Importe der Fahrradbranche in Portugal (in Millionen Euro, Veränderungen in Prozent)

Kategorie

2021

2020

Veränderung

Fahrräder

31,2

29,7

5,1

Teile und Zubehör

235,4

154,4

52,5

Rahmen und Gabeln

100,9

53,2

89,7

Quelle: Eurostat 2022

Das Auslandsgeschäft wirkt als Innovationsmotor für die Konkurrenzfähigkeit der portugiesischen Fahrradhersteller. Neben etablierten Konkurrenten erwarten nun auch Unternehmen aus Bulgarien und Rumänien, vom künftigen Wachstum des Fahrradmarkts zu profitieren. 

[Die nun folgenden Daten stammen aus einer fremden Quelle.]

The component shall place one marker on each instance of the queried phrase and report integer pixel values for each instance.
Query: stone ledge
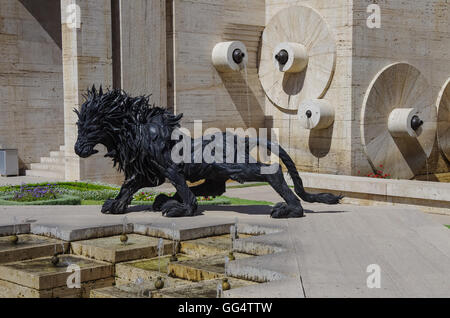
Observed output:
(408, 192)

Die portugiesischen Branchenunternehmen setzen an den Punkten Digitalisierung und Innovationen an. Ein Element bildet die Internetplattform Portugal Bike Value. Diese dient als zentrale Anlaufstelle der Branche und informiert über Veranstaltungen. Außerdem gibt es einen virtuellen Showroom als Instrument zur Erreichung von Kunden im Ausland. 

Bei der Umsetzung der Branchenagenda AM2R kann der Fachverband Abimota auf Fördermittel aus dem portugiesischen Aufbau- und Resilienzplan zurückgreifen. Diese Agenda wurde von Abimota, 34 Unternehmen und vier Forschungsinstitutionen entwickelt. Für die Umsetzung von 64 Projekten stehen insgesamt 258 Millionen Euro bereit. Etwa zwei Drittel davon entfallen auf Produktinnovationen. Die übrigen Vorhaben drehen sich um Forschung und Entwicklung sowie Ausbildung und Qualifizierung.

Die öffentliche Unterstützung des Sektors stellt keine Ausnahme dar. Schon frühere Investitionen im Fahrradsektor profitierten von Kofinanzierungen der EU. Rückenwind kam auch von Antidumpingzöllen, mit denen sich die EU gegen externe Billiganbieter zur Wehr setzt.

Rund 70 Unternehmen produzieren Fahrräder und Teile in Portugal

Portugal verfügt über ein Zentrum der Fahrradindustrie. Das Cluster Águeda ist auch als "Tal der Fahrräder" bekannt und bündelt viele Aktivitäten im Sektor. Insgesamt sind circa 20 Montageunternehmen sowie rund 50 Hersteller von Teilen und Zubehör wie Lenkern, Bremsbelägen und Helmen in Portugal aktiv. Auch Rahmen aus Kohlefasern und Aluminium sowie Sättel zählen zum Produktportfolio. Einen guten Überblick bietet die Mitgliederliste des Fachverbandes Abimota.

Der Branchenriese RTE dominiert die Fertigung und beliefert die französische Sportartikelkette Decathlon. Das Unternehmen produziert annähernd die Hälfte der Fahrräder in Portugal. In Vila Nova de Gaia betreibt RTE das größte Montagewerk Europas für Fahrräder. Die Exportquote liegt bei 90 bis 95 Prozent. Große Zielmärkte bilden Frankreich, Spanien, Deutschland und Polen.

Deutsche Unternehmen spielen ebenfalls eine Rolle im portugiesischen Fahrradsektor. Bosch und die Universität Minho entwickeln Sicherheits- und Entertainmentanwendungen für Fahrräder und schöpfen dabei aus der Erfahrung mit Lösungen für die Automobilindustrie.

In der Fabrik "Carbon Team" in Campia werden seit Mitte 2021 Karbonfaserrahmen für Fahrräder produziert. Zunächst sind 25.000 Stück pro Jahr geplant, die Menge kann jedoch verdoppelt werden. An dem Projekt sind Partner aus Portugal, Deutschland (Bike Ahead Composites) und Taiwan beteiligt.